To join the two frames, stand them up vertically, with the holes drilled at the top overlapping each other.  Place one of your washers on a 3/8”x2” hex bolt and slide the bolt through the drilled holes, and hold it in place with another washer and wing nut.  Repeat on the other side.  Spread the two sides about 3 feet apart to create the “A”, and tighten the wing nuts even more, if needed, to secure them.

Whew!
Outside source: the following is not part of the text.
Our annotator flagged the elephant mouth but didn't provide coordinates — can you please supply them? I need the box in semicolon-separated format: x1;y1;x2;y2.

Now that the technical part is over, now for the fun part!  Using Krylon Dual Superbond Paint + Primer in Gloss White, I applied multiple thin coats of paint to the entire tent frame.  Since wood is more absorbent or porous than other materials (i.e. metal, plastic, etc…), this project required about four coats of paint.  I used a little over two and half cans of paint.  I love the Dual Superbond Paint + Primer because it has great coverage, doesn’t drip (always a bonus!), and is dry to the touch in about 25 minutes.   As with all spray painting projects, it’s important to read the safety and application instructions on the back of the can prior to use.

After the paint on the frame was completely dry, about two hours later, I draped the washed canvas drop cloth over the frame.  To attach the drop cloth to the frame, I pulled it taught underneath the bottom cross braces and stapled the hem on the inner side of the tent, so it had a nice clean edge from the outside.  I used about eight or nine staples along each side to ensure that the drop cloth was securely attached.
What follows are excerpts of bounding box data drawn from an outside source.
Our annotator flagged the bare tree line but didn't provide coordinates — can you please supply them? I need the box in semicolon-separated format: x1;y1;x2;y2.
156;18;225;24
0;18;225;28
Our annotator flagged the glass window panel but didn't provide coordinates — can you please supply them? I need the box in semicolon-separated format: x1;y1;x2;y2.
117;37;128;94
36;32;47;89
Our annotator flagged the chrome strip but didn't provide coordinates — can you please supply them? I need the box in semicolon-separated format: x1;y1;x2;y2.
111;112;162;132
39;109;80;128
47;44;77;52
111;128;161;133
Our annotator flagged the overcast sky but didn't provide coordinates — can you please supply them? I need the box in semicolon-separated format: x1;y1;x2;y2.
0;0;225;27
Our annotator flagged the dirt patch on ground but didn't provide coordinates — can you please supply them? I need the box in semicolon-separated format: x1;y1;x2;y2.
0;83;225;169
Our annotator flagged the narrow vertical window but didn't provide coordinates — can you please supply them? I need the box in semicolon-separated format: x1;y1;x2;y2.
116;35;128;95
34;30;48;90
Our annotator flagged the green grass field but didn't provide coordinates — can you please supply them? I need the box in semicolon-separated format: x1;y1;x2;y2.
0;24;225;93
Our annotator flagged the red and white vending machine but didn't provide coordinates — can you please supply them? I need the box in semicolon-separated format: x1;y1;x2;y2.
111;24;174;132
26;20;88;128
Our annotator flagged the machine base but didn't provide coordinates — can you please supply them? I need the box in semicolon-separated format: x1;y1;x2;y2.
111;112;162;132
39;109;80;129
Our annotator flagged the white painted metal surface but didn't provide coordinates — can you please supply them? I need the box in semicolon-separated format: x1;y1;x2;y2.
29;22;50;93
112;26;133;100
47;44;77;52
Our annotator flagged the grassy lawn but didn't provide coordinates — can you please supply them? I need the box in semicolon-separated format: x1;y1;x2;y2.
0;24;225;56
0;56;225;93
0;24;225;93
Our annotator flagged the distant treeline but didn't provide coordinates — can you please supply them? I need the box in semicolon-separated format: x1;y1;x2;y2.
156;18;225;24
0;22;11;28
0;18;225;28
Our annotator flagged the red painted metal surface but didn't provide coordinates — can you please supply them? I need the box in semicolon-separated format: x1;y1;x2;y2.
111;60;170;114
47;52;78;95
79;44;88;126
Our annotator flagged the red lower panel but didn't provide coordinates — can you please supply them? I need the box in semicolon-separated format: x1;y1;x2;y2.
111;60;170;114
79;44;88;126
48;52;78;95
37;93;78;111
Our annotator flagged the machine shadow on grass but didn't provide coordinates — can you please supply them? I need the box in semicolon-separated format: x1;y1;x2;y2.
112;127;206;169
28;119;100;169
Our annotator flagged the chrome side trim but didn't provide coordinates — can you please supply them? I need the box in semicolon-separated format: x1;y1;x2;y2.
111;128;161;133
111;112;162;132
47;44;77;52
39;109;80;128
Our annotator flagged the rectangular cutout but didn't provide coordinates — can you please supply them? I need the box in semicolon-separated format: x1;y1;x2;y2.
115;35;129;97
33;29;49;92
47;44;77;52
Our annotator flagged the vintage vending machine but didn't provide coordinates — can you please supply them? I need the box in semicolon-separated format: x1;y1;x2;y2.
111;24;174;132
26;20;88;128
If you wanted, you could paint your design on your drop cloth prior to attaching it to the frame, but I wasn’t sure how the cloth would stretch after I attached it, so I opted to paint it on after the drop cloth was securely attached.  Using my ever-trusty blue painter’s tape, I taped off triangle shapes at the top of the tent to create my design.  I followed them with alternating triangles below, and then two stripes.  To ensure that I didn’t get paint where I didn’t want it, I used a plastic drop cloth to cover the areas I wanted to remain ‘paint-free’—including the white frame.  For the triangle patterns, I used Krylon ColorMaster Paint + Primer-25% More  in Satin Sea Glass.  If you’re looking for the perfect turquoise color, look no further.  This rich hue is my new favorite.

To add a little flair to the tips of the tent, I used Krylon ColorMaster Paint + Primer-25% More in Gloss Pumpkin Orange.  I wanted to create an ombré effect, similar to my drink dispenser from last summer, so I followed the same process by gradually blending the orange into the white.

While a little flair is never enough, I topped the tent off with some DIY’d yarn-tassel fringe, and just secured it with pins to the canvas, so that it can easily be removed if needed.  

And there you have it!  A tailor (or Taylor, ha!) made tent that will hopefully bring lots of joy to one very joyful little girl!